For many of us, however, prevention of HIV is a moot issue. Regardless of how we arrived at this point in our journey, we are here. This doesn’t mean that we like it up the rump any less, and it also doesn’t mean that we have nothing else to worry about. Okay, okay… So I am being a bit cheeky but you get my drift.

If you are a bottom, and from the look of most cities you are, then we need to get to the bottom of this bottoming thing. There is nothing more attractive than a pretty… hold on one minute. I have never heard someone talk about how attractive someone’s anus is. I have definitely seen a few that should never have allowed a camera to get anywhere near it. For some of you, your bottoms need to be like Kim and Kanye’s wedding… No Camera’s allowed!

If we want to keep those booties all camera-worthy and healthy, there are a few things that we need to know. HIV is the largest target of everyone’s prevention efforts, however, there are a few other things that we all need to cautious about.

HPV (Human Papillomavirus) is the most common sexually transmitted infection in the United States. It is actually so common that nearly all sexually active people will contract it at some point during their lifetime. In most cases, HPV goes away on its own and does not cause any health problem. When it does not go away, it can cause health issues like genital warts and cancer. People with weak immune systems may be less able to fight off HPV and more likely to develop health problems from it, and this includes people with HIV/AIDS.


But wait… there is more! You can also get syphilis by direct contact with a syphilis sore during anal, vaginal or oral sex. The painless syphilis sore that you would get after you are first infected can be confused for an ingrown hair, zipper cut, or other seemingly harmless bump.

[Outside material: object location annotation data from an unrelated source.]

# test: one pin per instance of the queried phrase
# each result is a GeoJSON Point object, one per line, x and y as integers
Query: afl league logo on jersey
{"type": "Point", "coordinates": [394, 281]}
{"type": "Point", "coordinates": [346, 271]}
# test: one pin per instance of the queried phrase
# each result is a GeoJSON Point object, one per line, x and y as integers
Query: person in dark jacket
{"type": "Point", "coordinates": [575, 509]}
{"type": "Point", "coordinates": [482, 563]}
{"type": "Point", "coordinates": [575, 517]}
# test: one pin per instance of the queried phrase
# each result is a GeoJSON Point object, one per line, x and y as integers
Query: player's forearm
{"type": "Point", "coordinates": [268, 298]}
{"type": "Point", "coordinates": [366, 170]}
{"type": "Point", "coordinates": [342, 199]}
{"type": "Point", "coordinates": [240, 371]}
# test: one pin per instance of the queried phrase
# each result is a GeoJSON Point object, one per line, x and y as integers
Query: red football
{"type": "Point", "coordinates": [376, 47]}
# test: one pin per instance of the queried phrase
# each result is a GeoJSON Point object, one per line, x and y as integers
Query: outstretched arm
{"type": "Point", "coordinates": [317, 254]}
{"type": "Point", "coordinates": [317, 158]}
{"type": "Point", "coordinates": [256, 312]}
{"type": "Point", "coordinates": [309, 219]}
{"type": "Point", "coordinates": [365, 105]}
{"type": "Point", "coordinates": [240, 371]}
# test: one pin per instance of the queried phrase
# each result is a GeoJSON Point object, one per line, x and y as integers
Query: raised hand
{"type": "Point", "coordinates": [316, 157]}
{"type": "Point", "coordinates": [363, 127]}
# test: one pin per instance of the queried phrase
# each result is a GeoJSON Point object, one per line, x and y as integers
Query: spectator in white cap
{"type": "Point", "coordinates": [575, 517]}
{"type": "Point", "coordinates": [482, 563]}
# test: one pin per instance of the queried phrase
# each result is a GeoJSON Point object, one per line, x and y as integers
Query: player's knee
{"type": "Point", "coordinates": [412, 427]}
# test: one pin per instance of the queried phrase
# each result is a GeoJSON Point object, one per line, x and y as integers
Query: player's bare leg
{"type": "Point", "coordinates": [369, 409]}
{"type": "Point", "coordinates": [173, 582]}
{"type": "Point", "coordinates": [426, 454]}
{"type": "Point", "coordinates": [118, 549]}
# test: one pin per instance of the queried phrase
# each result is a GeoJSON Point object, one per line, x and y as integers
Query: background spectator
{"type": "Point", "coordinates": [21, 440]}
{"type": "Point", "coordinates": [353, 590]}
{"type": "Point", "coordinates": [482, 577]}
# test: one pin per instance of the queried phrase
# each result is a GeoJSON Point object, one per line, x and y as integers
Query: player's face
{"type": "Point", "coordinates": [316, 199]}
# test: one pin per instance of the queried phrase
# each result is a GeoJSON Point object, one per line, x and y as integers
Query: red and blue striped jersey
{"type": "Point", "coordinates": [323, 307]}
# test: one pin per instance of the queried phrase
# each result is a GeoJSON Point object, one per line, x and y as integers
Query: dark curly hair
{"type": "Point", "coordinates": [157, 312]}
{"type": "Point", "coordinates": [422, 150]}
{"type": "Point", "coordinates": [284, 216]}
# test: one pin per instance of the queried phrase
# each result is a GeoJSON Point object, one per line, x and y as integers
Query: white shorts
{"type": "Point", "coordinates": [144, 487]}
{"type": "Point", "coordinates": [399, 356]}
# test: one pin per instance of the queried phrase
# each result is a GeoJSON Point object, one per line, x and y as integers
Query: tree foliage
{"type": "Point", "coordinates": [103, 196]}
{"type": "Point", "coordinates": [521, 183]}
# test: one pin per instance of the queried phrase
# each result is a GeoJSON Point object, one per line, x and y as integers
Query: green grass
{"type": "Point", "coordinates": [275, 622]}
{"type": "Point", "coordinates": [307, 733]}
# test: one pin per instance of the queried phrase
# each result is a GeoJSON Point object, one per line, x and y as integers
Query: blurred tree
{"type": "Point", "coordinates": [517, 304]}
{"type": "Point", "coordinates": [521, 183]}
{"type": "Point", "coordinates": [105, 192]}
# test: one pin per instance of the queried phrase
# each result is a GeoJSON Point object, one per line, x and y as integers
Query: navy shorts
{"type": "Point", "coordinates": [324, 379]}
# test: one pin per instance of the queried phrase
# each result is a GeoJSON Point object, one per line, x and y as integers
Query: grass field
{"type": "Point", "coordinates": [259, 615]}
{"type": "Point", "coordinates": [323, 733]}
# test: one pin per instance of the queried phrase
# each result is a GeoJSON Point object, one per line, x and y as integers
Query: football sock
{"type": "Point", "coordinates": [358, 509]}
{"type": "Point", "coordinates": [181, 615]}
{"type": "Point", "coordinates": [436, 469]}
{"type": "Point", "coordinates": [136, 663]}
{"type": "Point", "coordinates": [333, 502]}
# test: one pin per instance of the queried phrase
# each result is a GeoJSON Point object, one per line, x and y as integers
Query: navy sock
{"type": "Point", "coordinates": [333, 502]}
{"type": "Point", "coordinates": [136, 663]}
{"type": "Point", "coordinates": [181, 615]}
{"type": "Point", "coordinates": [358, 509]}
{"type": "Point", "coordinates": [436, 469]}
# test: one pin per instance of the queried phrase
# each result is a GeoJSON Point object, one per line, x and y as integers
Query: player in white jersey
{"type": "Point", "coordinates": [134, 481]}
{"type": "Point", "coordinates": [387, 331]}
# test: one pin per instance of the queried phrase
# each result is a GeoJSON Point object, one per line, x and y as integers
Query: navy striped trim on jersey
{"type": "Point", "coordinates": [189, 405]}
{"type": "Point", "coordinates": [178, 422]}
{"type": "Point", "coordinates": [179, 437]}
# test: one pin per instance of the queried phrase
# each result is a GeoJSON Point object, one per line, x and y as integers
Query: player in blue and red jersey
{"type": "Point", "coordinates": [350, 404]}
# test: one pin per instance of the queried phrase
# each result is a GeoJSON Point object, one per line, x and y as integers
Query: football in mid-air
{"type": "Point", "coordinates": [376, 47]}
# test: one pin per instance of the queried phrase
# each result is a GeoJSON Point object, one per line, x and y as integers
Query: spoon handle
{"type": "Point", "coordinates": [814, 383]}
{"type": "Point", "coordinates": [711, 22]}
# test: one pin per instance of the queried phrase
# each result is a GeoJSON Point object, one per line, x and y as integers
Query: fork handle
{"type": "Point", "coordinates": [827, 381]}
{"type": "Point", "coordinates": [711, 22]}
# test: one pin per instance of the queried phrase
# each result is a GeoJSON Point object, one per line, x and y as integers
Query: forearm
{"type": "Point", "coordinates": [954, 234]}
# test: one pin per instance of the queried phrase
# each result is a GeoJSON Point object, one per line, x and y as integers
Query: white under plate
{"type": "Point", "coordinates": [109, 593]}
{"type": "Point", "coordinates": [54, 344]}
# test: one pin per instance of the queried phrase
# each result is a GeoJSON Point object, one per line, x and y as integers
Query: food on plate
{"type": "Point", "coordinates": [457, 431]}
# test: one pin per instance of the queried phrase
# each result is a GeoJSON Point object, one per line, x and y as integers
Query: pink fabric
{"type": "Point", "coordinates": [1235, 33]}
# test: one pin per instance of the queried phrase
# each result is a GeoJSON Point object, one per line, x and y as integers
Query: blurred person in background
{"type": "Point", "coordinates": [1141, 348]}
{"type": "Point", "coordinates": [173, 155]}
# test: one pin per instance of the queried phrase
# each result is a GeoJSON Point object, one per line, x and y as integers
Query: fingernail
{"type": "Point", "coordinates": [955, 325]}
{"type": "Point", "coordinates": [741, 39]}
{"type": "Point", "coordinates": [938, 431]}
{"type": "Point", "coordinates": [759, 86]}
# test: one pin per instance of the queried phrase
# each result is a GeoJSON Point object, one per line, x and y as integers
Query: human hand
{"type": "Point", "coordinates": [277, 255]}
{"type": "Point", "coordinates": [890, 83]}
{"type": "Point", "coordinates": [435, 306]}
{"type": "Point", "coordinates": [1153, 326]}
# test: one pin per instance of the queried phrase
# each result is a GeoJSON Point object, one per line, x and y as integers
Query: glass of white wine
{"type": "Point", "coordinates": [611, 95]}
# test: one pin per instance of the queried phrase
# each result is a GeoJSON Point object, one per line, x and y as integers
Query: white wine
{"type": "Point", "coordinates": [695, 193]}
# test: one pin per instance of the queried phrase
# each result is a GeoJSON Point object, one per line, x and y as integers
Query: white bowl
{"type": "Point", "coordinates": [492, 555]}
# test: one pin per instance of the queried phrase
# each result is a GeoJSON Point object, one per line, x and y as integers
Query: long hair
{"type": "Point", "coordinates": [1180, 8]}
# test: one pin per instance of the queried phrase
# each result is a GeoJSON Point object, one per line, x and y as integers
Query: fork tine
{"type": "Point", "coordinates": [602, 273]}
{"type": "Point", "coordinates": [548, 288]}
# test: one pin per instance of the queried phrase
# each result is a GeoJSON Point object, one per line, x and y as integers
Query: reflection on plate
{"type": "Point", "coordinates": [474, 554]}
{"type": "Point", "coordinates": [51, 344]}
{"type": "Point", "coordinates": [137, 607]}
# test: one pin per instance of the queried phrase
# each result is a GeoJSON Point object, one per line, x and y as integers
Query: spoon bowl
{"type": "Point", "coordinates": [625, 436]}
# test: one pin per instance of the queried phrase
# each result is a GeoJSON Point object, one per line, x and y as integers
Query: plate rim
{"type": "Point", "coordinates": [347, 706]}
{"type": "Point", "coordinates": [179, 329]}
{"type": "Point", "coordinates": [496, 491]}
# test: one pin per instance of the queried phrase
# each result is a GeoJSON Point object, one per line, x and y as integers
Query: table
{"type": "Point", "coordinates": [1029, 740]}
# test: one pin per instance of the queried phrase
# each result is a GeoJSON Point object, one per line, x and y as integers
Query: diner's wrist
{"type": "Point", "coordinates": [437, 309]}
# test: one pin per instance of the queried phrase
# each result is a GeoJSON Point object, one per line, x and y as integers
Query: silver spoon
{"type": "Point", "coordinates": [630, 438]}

There is so much to think about prior to maneuvering that cylindrical shape into your love canal! Chlamydia is a common STD that can infect both men and women. It can cause serious, permanent damage to a woman’s reproductive system, making it difficult or impossible for her to get pregnant later on. Gay, bisexual and men who have sex with men; as well as pregnant women should all be tested for chlamydia if they have been sexually active… you know, taking things up their love-highway.

All of that is just the tip… of the iceberg. Beyond all of the things that we cannot see there are plenty of things that we can see or feel. Those of us living with HIV are at a much higher risk of developing anal cancer than those who are not HIV positive and there is a 5 year survival rate once it is diagnosed. Anal dysplasia alarms doctors to pre-cancerous changes in the lining of the anus. It is also associated with HPV that was previously discussed. Those who are at highest risk are men who have sex with men; a person who has had anal receptive intercourse; a person with a history of anogenital condylomas; women with abnormal cervical or vulvar histology and smokers.

For something that can give us so much pleasure, it can also be a huge pain in the ass! There is more to getting anal than simply shoving something in. Any good bottom already knows this, however, I wanted to take a moment and share these words of wisdom with you. Although these concerns are present for everyone, they are especially imperative for those of living with HIV. Getting Anal with HIV is no joke.

Take care of your anus because you never know when you will have to lend your anus to someone else!